PRMT1-IN-3 is a potent inhibitor of protein arginine methyltransferase 1 (PRMT1) with an IC50 of 4.11 μM. It also inhibits PRMT6 and PRMT8, with IC50 values of 23.3 and 30.1 μM, respectively. In triple-negative breast cancer (TNBC) cells, PRMT1-IN-3 reduces asymmetric dimethylarginine (ADMA) levels and the histone modification H4R3me2a. It induces cell cycle arrest and apoptosis in MDA-MB-231 cells and inhibits cell migration and colony formation.

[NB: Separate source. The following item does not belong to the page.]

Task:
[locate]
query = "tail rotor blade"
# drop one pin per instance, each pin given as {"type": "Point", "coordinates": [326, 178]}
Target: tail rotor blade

Furthermore, PRMT1-IN-3 serves as a chemosensitizer for Paclitaxel and is applicable in TNBC research.

PRMT1:4.11 μM

PRMT1-IN-3 (Compound YH-4) significantly enhances the thermal stability of PRMT1 (ΔTm = +5.2°C) at concentrations of 10 μM between 37-65°C, with minimal effect on other PRMT subtypes. It inhibits the growth of MDA-MB-231, HCT116, HeLa, and A549 cells over a 48-hour period with IC50 values of 6.38 μM, 15.29 μM, 12.97 μM, and 9.187 μM, respectively. In a dose-dependent manner, PRMT1-IN-3 (1.25-10 μM, 48 hours) reduces ADMA levels and H4R3me2a modifications in MDA-MB-231 cells. Furthermore, PRMT1-IN-3 (0-20 μM, 72 hours) exhibits synergistic effects with Paclitaxel (PTX) in MDA-MB-231 and MDA-MB-231/Taxol resistant cells, with resistance indices of 9.0 and 92.7, respectively. The compound also induces G0/G1 phase arrest, apoptosis, and inhibits cell migration in MDA-MB-231 cells at concentrations of 0-40 μM over 0-48 hours. Finally, PRMT1-IN-3 at 20 μM concentration almost completely suppresses colony formation of MDA-MB-231 cells over a 10-day period.

PRMT1-IN-3 (Compound YH-4) administered at 30 mg/kg via intraperitoneal injection for 7 consecutive days, followed by a 3-day drug-free period over a total of 21 days, acts as a chemosensitizer for PTX. It enhances the therapeutic efficacy and markedly reduces the required dosage and side effects in a TNBC mouse model.